Anders als der Autor Zweig, der Ende Februar 1942 in Petrópolis bei Rio de Janeiro durch Suizid starb, überlebt der Protagonist der von Halffter komponierten Oper. Der Anwalt Dr. Leo Berger, der in Folge des „Anschlusses“ von Österreich ans Deutsche Reich inhaftiert und gefoltert wird, gelangt gesundheitlich schwer angeschlagen nach Südamerika. Er geht nach dem Krieg zurück nach Wien. Der nobel-zurückhaltende Verfechter menschlicher Würde mit höheren kulturellen Ansprüchen steigt bei der Rückkehr zunächst im „Metropol“ ab, das – nachdem es zwischenzeitlich als Gefängnis für Männer der konservativen Opposition gegen die NS-Herrschaft genutzt wurde – wieder Hotel ist. Der Raum, der zuvor bis auf eine Liege und einen Stuhl leergeräumt war, ist nun auch wieder mit Büchern bestückt – was der Häftling so sehnlich vermisste, hat wieder Einzug gehalten. Das ist fürwahr ein lieto fine, wie es im zeitgenössischen Musiktheater rar geworden ist.
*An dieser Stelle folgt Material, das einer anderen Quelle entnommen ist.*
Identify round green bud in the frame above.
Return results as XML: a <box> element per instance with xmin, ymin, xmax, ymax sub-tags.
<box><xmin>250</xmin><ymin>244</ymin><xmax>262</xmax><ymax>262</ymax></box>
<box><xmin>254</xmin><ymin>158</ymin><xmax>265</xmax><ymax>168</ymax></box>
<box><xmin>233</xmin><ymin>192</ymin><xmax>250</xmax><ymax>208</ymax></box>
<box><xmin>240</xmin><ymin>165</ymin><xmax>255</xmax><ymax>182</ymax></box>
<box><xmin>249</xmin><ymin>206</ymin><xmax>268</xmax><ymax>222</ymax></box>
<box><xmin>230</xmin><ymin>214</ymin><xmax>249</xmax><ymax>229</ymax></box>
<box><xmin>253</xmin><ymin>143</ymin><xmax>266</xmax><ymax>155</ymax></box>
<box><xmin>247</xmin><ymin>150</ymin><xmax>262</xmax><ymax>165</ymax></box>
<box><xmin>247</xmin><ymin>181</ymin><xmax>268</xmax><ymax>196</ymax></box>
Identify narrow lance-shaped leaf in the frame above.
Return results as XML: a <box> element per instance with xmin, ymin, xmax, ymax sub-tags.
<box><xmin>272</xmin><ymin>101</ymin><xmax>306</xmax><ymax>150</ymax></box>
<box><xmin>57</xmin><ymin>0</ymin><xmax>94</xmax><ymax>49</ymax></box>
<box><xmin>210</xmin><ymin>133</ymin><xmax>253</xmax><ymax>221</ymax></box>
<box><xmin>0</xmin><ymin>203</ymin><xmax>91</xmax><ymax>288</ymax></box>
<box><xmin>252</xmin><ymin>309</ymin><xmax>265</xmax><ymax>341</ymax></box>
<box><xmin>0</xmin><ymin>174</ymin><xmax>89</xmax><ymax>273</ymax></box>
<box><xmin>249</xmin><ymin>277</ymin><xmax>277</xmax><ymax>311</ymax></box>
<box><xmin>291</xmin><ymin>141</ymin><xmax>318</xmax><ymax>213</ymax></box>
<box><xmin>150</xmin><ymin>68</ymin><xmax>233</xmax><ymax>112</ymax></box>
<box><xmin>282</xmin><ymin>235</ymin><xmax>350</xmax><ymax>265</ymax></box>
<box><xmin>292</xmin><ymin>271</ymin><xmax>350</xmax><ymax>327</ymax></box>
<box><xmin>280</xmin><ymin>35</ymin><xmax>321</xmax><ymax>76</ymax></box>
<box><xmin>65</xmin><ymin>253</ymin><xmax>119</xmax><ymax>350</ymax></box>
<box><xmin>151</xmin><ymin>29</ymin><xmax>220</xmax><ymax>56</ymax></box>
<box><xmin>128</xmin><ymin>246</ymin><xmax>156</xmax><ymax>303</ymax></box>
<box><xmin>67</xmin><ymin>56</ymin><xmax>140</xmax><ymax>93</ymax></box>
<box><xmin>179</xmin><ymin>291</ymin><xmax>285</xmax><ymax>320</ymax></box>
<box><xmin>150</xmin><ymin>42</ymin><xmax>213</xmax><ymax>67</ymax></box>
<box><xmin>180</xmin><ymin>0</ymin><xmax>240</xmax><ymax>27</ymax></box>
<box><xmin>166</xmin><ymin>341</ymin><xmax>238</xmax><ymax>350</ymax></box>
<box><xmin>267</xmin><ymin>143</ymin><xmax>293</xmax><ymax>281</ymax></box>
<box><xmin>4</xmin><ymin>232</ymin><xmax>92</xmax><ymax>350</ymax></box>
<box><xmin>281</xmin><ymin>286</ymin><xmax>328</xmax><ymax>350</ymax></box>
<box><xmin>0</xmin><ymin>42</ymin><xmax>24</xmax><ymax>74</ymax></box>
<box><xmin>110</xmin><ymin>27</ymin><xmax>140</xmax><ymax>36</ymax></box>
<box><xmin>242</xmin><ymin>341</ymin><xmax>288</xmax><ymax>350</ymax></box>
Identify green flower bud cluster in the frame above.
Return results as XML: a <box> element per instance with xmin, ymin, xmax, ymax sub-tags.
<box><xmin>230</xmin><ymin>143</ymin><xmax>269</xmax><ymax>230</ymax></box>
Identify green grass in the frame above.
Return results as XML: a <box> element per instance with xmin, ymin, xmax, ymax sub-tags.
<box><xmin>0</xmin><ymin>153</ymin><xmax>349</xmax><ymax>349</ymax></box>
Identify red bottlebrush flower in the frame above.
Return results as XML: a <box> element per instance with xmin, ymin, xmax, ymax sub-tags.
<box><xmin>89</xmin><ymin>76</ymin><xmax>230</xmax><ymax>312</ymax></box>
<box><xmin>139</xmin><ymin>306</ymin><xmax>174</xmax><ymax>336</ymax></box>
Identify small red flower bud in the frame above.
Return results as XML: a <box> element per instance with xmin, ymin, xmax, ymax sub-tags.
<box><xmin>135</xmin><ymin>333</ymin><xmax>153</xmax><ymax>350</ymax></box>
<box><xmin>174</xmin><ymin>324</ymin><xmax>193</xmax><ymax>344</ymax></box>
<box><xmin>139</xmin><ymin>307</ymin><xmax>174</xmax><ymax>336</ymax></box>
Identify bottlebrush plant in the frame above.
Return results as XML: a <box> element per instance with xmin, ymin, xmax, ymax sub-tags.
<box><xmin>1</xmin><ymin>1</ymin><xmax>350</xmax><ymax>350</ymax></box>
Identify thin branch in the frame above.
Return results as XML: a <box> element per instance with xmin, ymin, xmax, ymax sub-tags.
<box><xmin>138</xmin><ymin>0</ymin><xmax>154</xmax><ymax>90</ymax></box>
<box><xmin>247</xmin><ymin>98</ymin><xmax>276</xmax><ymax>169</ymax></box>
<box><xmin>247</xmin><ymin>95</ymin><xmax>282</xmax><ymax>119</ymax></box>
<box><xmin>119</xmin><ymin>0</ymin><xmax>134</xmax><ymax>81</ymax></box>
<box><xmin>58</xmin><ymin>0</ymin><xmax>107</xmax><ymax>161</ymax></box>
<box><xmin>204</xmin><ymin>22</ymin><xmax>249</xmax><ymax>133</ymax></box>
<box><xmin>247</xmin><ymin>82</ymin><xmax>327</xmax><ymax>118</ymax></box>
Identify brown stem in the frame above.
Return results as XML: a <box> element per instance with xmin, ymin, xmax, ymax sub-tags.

Zweigs letzte literarische Arbeit dürfte fortdauernd seine bekannteste sein. Mit der „Schachnovelle“ resümierte der Schriftsteller, der nach Hugo von Hofmannsthals Tod als Librettist mit Richard Strauss zusammenarbeitete, seine letzte Lebensphase: den Ekel vor der austrofaschistischen und nationalsozialistischen „völkischen Erhebung“ und die Konfrontation mit der Staatsmacht. Der gesellschaftliche Paradigmenwechsel betraf nicht nur ihn, sondern die größeren Teile der Wiener Intelligenz: „Wie weit war mir die Welt, und wie eng ist sie mir jetzt“. Sätze wie dieser fundieren einen großen Opernmonolog eines Gefangenen, den Jörg Sabrowski in Kiel mit existentialistischem Nachdruck vorträgt. Es ist die Sprache der (Ur-)Großväter, die sich da neuerlich Geltung verschaffen will.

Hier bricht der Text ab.